There is a lot of talk about how IT has finally reached its position as a strategic partner with the business it serves because of a new focus on analytics. Analytics will allow businesses to make smart decisions, and it is very, very important. But so is the customization of software offerings.

 Consider the following:

Just yesterday, one of my friends purchased new beach chairs, from his beach chair, at the beach, using his phone. Hello, Amazon Prime, here we come! Analytics will inform Amazon of national trends on purchase of beach chairs, as well as what else my friend is likely to purchase. However, the reason they have his business, and the subsequent data, and other people’s data is not because of analytics. It is because of process. Amazon invented the one-click purchase, and they made the online shopping experience great. Then they instituted Amazon Prime, pushed the phone experience, and changed retail: each of their services hinge on process. What the articles I read fail to mention is how the operational side of IT is just as much a part of strategy as analytics. Together, strategy and meaningful data must walk hand in hand.
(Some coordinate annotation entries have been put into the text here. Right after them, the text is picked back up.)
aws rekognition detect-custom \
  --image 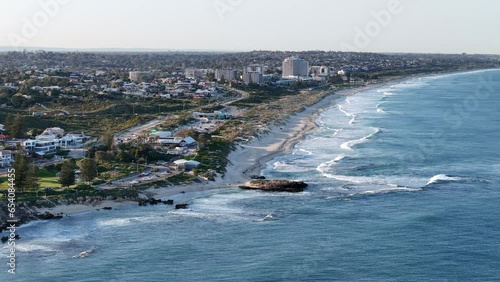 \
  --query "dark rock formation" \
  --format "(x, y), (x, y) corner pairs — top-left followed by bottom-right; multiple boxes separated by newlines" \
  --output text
(240, 180), (307, 193)
(38, 212), (63, 219)
(149, 198), (161, 205)
(250, 175), (266, 180)
(175, 204), (189, 210)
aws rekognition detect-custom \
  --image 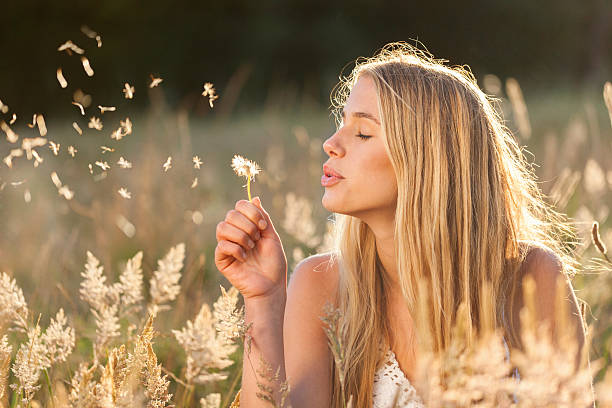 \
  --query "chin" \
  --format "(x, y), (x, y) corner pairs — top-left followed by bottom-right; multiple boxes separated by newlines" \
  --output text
(321, 192), (352, 215)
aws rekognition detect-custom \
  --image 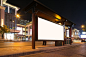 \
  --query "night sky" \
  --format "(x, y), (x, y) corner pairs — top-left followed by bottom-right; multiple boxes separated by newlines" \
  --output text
(7, 0), (86, 29)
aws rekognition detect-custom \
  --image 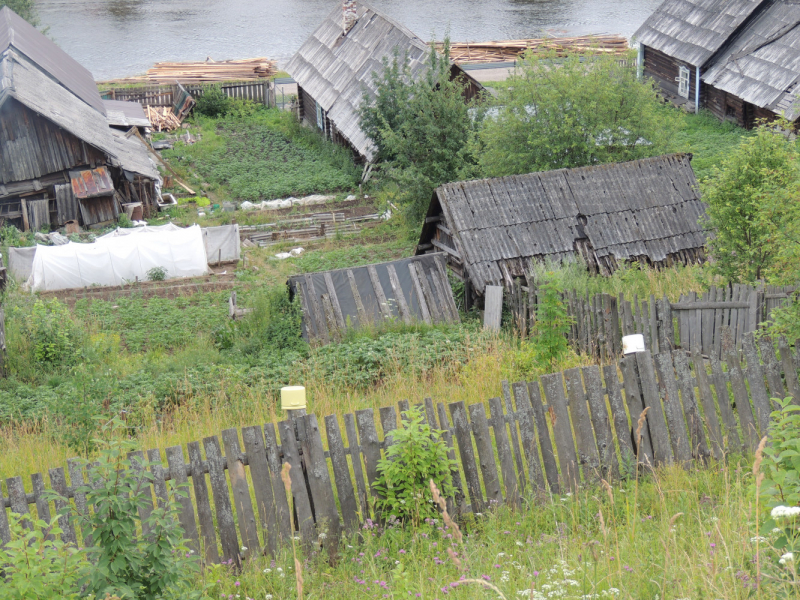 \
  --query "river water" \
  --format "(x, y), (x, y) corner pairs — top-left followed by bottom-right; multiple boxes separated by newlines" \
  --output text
(36, 0), (661, 79)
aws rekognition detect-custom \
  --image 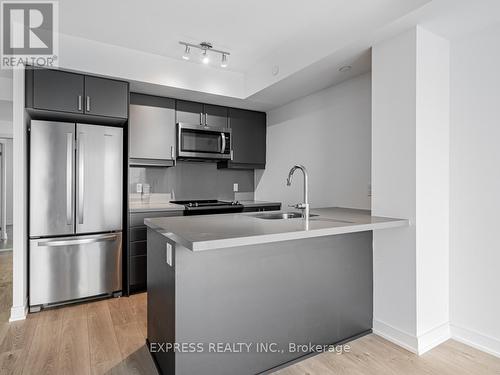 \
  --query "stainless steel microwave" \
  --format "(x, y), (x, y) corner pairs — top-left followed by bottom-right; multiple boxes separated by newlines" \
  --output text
(177, 123), (232, 160)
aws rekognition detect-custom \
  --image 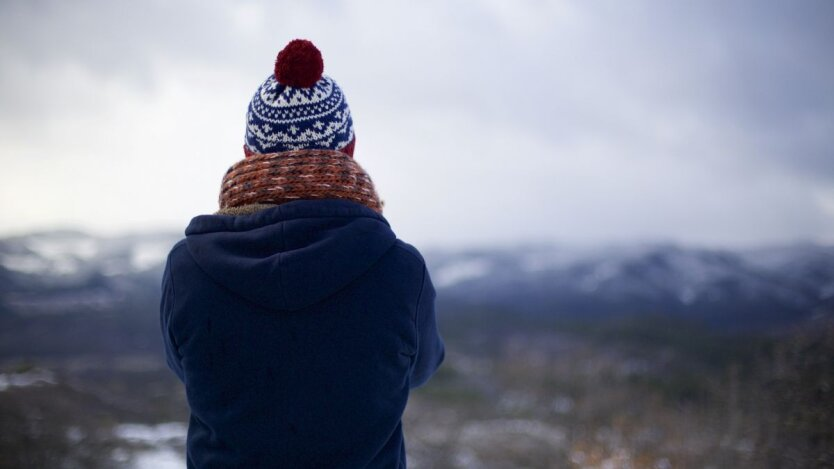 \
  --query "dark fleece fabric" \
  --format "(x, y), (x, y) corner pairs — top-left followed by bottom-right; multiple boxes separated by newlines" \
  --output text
(160, 199), (445, 469)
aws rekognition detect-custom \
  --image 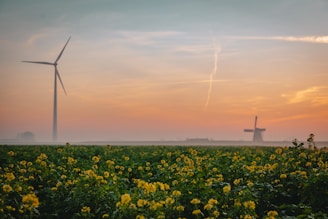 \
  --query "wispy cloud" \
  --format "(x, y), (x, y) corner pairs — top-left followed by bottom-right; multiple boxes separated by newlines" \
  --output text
(117, 31), (182, 45)
(229, 36), (328, 44)
(204, 39), (221, 109)
(282, 86), (328, 105)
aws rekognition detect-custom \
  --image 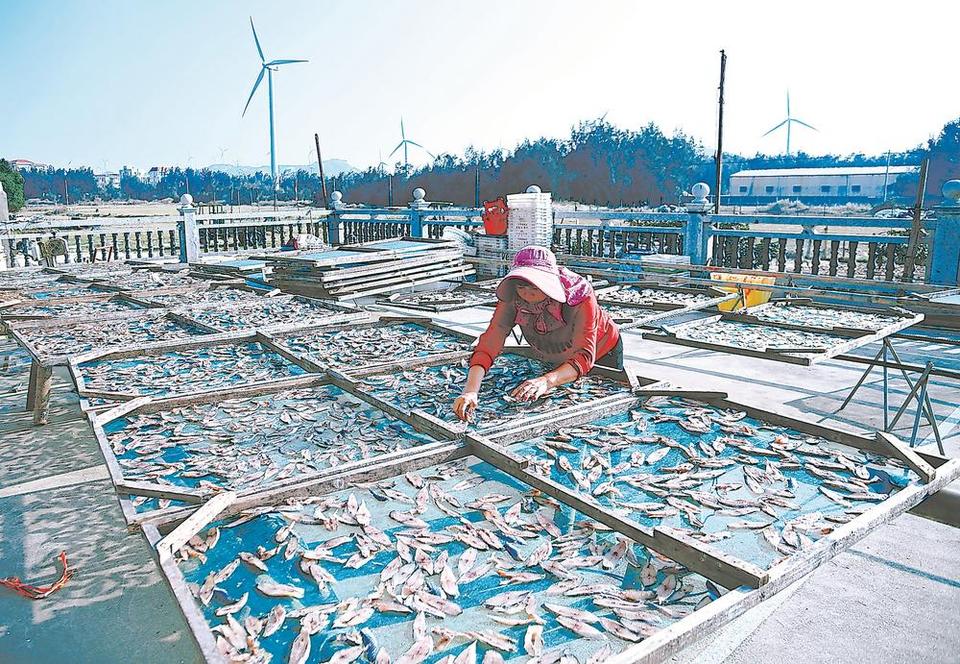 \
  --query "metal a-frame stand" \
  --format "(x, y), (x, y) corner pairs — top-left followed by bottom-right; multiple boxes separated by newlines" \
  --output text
(837, 337), (944, 454)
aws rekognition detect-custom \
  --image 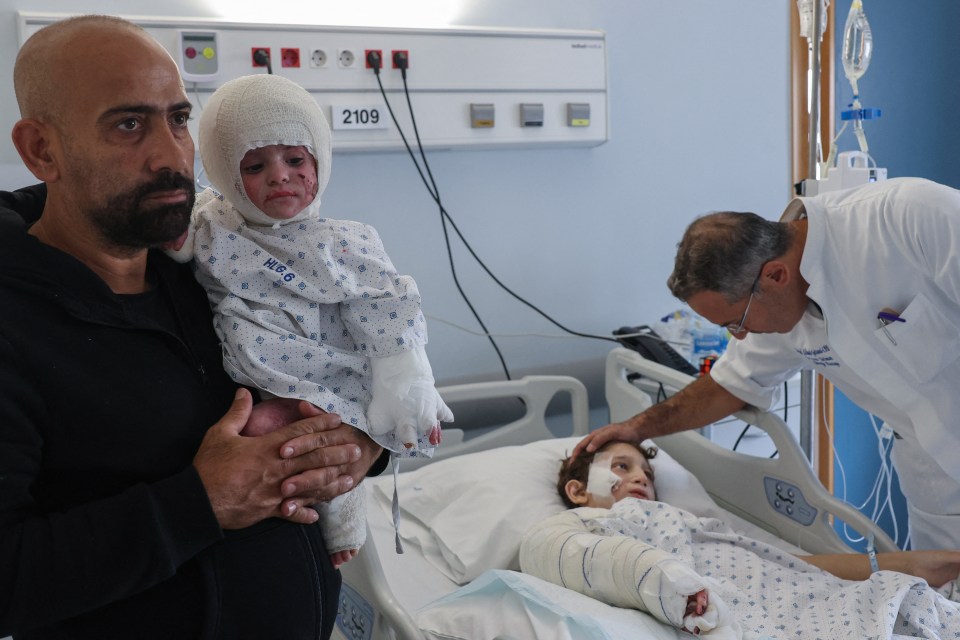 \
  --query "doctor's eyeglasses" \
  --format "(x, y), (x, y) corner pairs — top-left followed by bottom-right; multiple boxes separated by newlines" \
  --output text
(723, 272), (762, 335)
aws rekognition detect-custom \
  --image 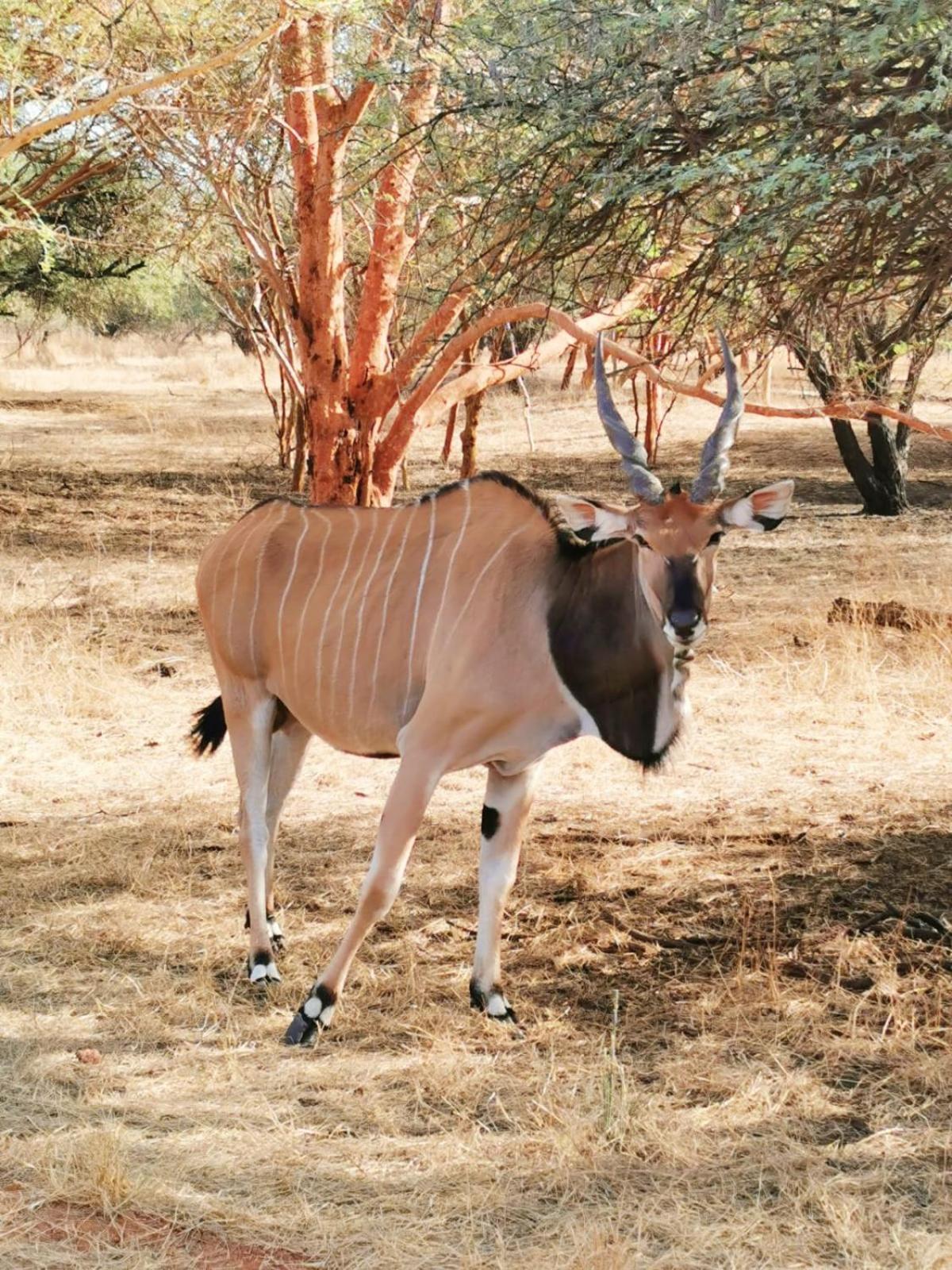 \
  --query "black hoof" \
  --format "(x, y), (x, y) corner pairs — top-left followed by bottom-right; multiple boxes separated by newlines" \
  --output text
(248, 950), (281, 984)
(470, 979), (519, 1024)
(284, 983), (338, 1045)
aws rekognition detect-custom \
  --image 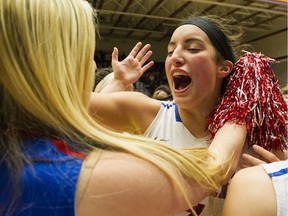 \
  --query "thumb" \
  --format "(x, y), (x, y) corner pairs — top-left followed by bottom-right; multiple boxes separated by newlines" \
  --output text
(111, 47), (119, 65)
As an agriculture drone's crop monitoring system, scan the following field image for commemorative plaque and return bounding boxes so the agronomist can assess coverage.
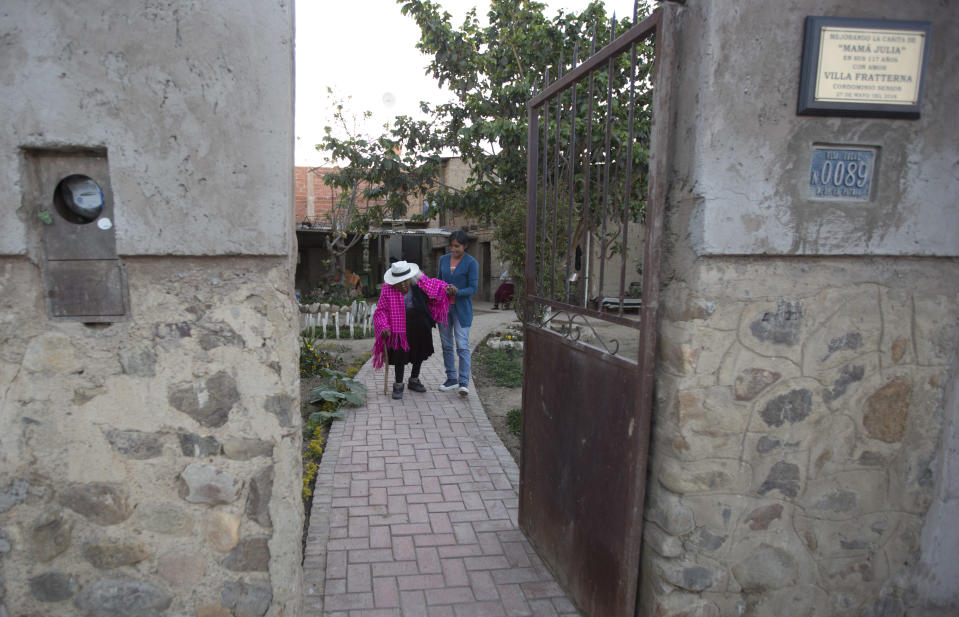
[797,17,931,118]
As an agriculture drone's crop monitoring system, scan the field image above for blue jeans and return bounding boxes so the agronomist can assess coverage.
[439,312,470,386]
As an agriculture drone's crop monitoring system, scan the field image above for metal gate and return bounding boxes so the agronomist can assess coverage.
[519,3,675,617]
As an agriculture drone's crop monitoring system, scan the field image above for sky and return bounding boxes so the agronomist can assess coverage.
[294,0,633,166]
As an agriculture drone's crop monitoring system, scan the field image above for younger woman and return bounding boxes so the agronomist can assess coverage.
[373,261,449,399]
[439,229,479,396]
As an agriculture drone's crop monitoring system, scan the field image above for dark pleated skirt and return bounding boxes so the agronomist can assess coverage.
[387,308,433,365]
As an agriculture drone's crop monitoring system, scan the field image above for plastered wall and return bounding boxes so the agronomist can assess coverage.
[640,0,959,617]
[0,0,303,617]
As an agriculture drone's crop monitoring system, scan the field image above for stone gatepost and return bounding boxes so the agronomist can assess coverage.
[640,0,959,617]
[0,0,303,617]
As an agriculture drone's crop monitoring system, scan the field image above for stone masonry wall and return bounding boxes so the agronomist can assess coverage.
[641,248,959,617]
[0,257,303,617]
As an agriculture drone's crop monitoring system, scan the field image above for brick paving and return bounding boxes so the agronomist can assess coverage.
[303,308,579,617]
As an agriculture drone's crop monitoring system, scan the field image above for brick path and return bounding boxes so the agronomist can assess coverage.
[304,312,578,617]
Furthermore, the phone company has successfully convinced him to pay much more for his service than the trend had indicated prior to 2009. Phone service was getting cheaper and cheaper, long distance charges were dying a slow death, and company rates were on a race to the bottom. A regular household paid the phone company approximately $15.00 per month for a single dedicated line. Now we pay almost $150.00 per month for service and $600.00 for the actual phone, and yet we can’t live without it.  As most of us have some type of internet service at home, we end up paying twice for internet access, month after month. This is the second piece of the puzzle that allowed my friend to buy his chairs at the beach yesterday, and it is all related to PROCESS. 

Analytics will bring intelligence, but innovation comes from thinking differently and operating differently from your competitors. As long as you try to fit your operation to the software, rather than the software to your operation, you will -- by default --operate just like your competitors, and you will stifle innovation within your operation.

In higher education, the discussion is the same. I have spent ten years of my life customizing IT services to a business that was fixated on delivering unsurpassed customer service. At my last institution, our processes -- not the software -- defined our differentiation, and our clients rewarded us handsomely in return.